Cependant, ces résultats sont à nuancer selon les molécules employées, la période de leur application et le contexte pédo-climatique. RÉAL et al. (2005) présentent les résultats de fuite de produits phytosanitaires sur le site expérimental de la Jaillière. Les produits phytosanitaires appliqués au printemps et en été sont moins mobiles avec les techniques sans labour, mais avec des applications en hiver et en automne sur des sols proches de la saturation en eau, l’avantage est au labour.

5. Conclusion

La modélisation conduite sur le bassin de la Moine a permis de mieux cerner les relations entre sols, cultures et pratiques culturales. Elle est fondée sur un certain nombre d’hypothèses et de simplifications du fait de la conception même du modèle et de la difficulté d’accéder à des données permettant une validation spatiale. La validation du modèle s’est appuyée sur des mesures avec des lacunes, notamment en ce qui concerne le phosphore, dont le protocole de mesure ne permet pas l’observation des flux en période de transfert massif. Il sera nécessaire, dans des applications futures de ce modèle, de s’appuyer sur des mesures issues de protocoles plus adaptés.

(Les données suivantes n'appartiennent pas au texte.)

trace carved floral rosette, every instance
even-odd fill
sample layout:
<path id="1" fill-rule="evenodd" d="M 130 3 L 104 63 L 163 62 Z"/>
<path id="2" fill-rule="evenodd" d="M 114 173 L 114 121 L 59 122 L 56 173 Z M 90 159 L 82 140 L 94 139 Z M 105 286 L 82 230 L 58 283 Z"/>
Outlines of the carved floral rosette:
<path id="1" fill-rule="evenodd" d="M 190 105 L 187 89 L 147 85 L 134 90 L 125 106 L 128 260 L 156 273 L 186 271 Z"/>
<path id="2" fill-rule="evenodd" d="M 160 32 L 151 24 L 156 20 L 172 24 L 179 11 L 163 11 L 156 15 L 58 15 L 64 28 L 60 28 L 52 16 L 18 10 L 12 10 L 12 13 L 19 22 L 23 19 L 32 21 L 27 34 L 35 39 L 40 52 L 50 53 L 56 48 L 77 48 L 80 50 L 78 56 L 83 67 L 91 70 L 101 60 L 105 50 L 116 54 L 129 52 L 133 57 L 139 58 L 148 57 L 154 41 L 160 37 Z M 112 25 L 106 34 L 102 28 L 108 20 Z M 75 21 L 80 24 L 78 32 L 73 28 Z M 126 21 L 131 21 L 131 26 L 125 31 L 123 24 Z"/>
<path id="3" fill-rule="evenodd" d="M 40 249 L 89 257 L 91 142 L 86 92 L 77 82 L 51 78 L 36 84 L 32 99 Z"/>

En tenant compte de ces réserves, la modélisation avec ce type d’outil apparaît comme un moyen, d’une part, de mieux comprendre les phénomènes et, d’autre part, de tester l’efficacité de pratiques alternatives.

En effet, les différences de hiérarchie spatiale dans l’évaluation des transferts entre les nitrates et le phosphore offre une certaine compréhension des facteurs déterminants et notamment du rôle du sol. Elles montrent également qu’il est difficile d’agir sur les conditions de transfert des nitrates et du phosphore simultanément : réduire le ruissellement au profit de l’infiltration est efficace pour lutter contre les transferts de phosphore mais pourrait, dans certaines conditions, accroître le lessivage des nitrates. Les actions sur les transferts doivent être associées à un meilleur raisonnement des apports de fertilisants.

Par ailleurs, la simulation de l’impact de changements de pratiques sur la qualité des eaux constitue un intérêt réel de la modélisation. Ce potentiel nous semble particulièrement utile dans des démarches prospectives où les acteurs souhaitent optimiser la localisation et le choix des actions. En l’occurrence, nous avons pu évaluer les différences d’efficacité du SDCV et d’une CIPAN pour réduire les transferts de phosphore. D’après ces simulations, le semis direct sous couvert végétal permet, sans baisse significative de rendement, de réduire considérablement les transferts de phosphore en protégeant les sols contre le ruissellement et constituerait ainsi une voie intéressante pour la reconquête de la qualité des eaux. Pour confirmer ces résultats, il serait pertinent de mettre en place des opérations pilotes sur un sous-bassin avec des agriculteurs intéressés par cette pratique afin de valider son efficacité au moyen de mesures de l’évolution des transferts de phosphore et de nitrates dans les fossés et dans les cours d’eau.